The first light-transmitting plate 1 and the second light-transmitting plate 4 in the utility model can be toughened or common inorganic glass, can also be organic glass, the first light-transmitting plate 1 and the second light-transmitting plate 4 can also be a combination of laminated glass to improve the overall safety of the glass, the first light-transmitting plate 1 and the second light-transmitting plate 4 can be curved glass, and the curved functional laminated glass suitable for automobiles can be obtained when the curved glass is used, and other laminated layers between the first light-transmitting plate 1 and the second light-transmitting plate 4 are curved surfaces with corresponding curvatures.

The dimming film 5 is an electrically controllable dimming component, and is one of a PDLC component, an EC component, and an SPD component, which are all common dimming techniques in the art.
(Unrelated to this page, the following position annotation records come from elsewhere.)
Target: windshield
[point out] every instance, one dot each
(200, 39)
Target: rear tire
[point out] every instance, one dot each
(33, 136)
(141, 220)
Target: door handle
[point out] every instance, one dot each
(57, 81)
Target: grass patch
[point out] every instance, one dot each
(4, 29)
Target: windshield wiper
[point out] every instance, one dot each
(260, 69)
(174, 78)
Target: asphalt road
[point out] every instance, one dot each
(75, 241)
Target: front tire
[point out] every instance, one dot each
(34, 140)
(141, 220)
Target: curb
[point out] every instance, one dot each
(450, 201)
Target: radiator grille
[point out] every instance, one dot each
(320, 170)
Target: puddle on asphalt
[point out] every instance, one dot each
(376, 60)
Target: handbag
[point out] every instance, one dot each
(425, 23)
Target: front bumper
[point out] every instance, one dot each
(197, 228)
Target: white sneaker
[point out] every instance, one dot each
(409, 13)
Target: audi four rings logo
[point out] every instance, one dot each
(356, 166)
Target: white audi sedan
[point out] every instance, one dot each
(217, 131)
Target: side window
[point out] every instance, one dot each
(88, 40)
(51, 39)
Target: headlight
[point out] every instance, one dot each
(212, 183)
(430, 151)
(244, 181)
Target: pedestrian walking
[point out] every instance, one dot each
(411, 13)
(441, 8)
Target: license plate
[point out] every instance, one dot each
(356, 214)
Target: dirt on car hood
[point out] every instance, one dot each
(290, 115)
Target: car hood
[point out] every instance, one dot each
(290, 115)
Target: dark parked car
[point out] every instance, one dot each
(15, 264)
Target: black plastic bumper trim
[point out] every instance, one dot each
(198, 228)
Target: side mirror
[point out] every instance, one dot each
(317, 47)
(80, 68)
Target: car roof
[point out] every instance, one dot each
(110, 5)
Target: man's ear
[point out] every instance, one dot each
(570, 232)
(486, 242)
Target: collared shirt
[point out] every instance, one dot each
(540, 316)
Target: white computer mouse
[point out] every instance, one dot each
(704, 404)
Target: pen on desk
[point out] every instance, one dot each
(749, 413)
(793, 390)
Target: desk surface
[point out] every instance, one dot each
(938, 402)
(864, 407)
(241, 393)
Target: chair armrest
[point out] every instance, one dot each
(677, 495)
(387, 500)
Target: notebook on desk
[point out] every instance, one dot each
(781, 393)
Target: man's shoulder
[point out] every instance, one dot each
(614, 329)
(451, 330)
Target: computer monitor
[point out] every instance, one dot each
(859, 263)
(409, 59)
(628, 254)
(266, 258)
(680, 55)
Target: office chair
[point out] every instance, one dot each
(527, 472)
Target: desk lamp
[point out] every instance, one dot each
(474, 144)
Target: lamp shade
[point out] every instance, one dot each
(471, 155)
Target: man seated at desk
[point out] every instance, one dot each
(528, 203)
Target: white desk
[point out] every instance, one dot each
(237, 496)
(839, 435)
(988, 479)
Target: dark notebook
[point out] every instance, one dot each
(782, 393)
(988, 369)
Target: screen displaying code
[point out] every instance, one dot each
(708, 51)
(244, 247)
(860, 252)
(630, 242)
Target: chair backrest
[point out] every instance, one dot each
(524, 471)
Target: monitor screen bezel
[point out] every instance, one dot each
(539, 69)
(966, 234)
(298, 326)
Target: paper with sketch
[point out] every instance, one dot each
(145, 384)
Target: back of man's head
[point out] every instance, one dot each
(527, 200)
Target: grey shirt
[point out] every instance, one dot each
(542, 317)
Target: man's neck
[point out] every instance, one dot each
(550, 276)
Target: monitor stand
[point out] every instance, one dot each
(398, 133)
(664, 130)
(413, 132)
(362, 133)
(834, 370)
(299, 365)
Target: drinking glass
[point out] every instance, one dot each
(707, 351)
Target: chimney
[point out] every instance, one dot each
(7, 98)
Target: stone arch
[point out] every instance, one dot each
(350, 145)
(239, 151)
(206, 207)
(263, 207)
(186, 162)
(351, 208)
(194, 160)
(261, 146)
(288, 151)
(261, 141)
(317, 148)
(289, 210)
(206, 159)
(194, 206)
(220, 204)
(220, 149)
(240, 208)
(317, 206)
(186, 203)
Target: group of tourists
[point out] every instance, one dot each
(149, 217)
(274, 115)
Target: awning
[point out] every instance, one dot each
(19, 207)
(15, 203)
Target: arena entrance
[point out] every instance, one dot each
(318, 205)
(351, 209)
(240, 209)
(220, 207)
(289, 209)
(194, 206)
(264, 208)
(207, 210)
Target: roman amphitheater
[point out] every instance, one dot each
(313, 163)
PDLC assemblies are preferred, typically consisting of two transparent substrate layers coated with a transparent conductive layer of ITO, with a polymer dispersed liquid crystal material sandwiched therebetween. When a PDLC assembly is used, the following 2 effects can be achieved: when the scene outside the window is to be seen, the PDLC is regulated to be in a bright state; when the privacy in the vehicle is to be protected, the PDLC is adjusted to be in a dark state. In the two PDLC states, the light scattered by the PDLC forms an optical waveguide in the ITO layer, and the light is transmitted and then incident on the photovoltaic cell chip 6, so that the absorption of some photovoltaic cell chips 6 to light can be increased, and the electrical performance output of the photovoltaic cell chips 6 can be improved to a certain extent. In addition, a transparent high-reflection film can be plated on the second light-transmitting plate 4, or a bonding material with high reflectivity can be used for the second bonding layer 3, or a transparent and flexible high-reflection film can be added between the second light-transmitting plate 4 and the bonding layer near the inner side of the vehicle, so that the energy reflected back to the photovoltaic cell chip 6 can be increased, and the photovoltaic power generation efficiency can be improved.

The first adhesive layer 2 and the second adhesive layer 3 in the utility model are organic adhesive films such as PVB, POE or EVA; the photovoltaic cell chip 6 may be CIGS flexible, monocrystalline, polycrystalline, heterojunction photovoltaic, organic flexible photovoltaic, or the like.

According to the photovoltaic dimming composite glass, the photovoltaic cell chip 6 and the dimming film 5 are arranged on the same layer in the glass in a combined mode, solar power generation and lighting performance are considered, the dimming film 5 in the glass can adjust light in an electric control mode, solar power generation can be utilized by the photovoltaic cell chip 6 at the edge to charge a storage battery, so that power is indirectly supplied to the dimming film 5, and power can be directly supplied to the dimming film 5 through a closed loop.

In one embodiment, the first adhesive layer 2 has a first hole 21, and the first lead-out wire 51 passes through the first hole 21 and is led out from the glass edge portion between the first light-transmitting plate 1 and the first adhesive layer 2. The first lead-out wire 51 of the dimming film 5 is sometimes inevitably led out through the photovoltaic cell chip 6, and if led out directly, i.e. the first lead-out wire 51 is in direct contact with the surface of the photovoltaic cell chip 6, the photovoltaic cell chip 6 is easily broken under high pressure in the interlayer process. By opening the first hole 21 in the first adhesive layer 2 to introduce the first outgoing line 51 between the first light-transmitting plate 1 and the first adhesive layer 2, the first outgoing line 51 is prevented from directly contacting the surface of the photovoltaic cell chip 6, and the first adhesive layer 2 between the first outgoing line 51 and the photovoltaic cell chip 6 can play a role of buffering.

Further, when the second lead-out wire 61 of the photovoltaic cell chip 6 is to pass through the dimming film 5, the second adhesive layer 3 is provided with a second hole 31, and the second lead-out wire 61 passes through the second hole 31 and is led out from the glass edge portion through between the second light-transmitting plate 4 and the second adhesive layer 3. The direct contact of the second lead wire 61 and the dimming film 5 is prevented from causing adverse effects. As shown in fig. 2, the first outgoing line 51 and the second outgoing line 61 may be led out from the same side of the glass, so as to facilitate the design of wiring; of course, the first lead wire 51 and the second lead wire 61 may be led out from different sides of the glass.

In another embodiment, the second lead wire 61 may be led out directly from between the first adhesive layer 2 and the second adhesive layer 3 for simplifying the process.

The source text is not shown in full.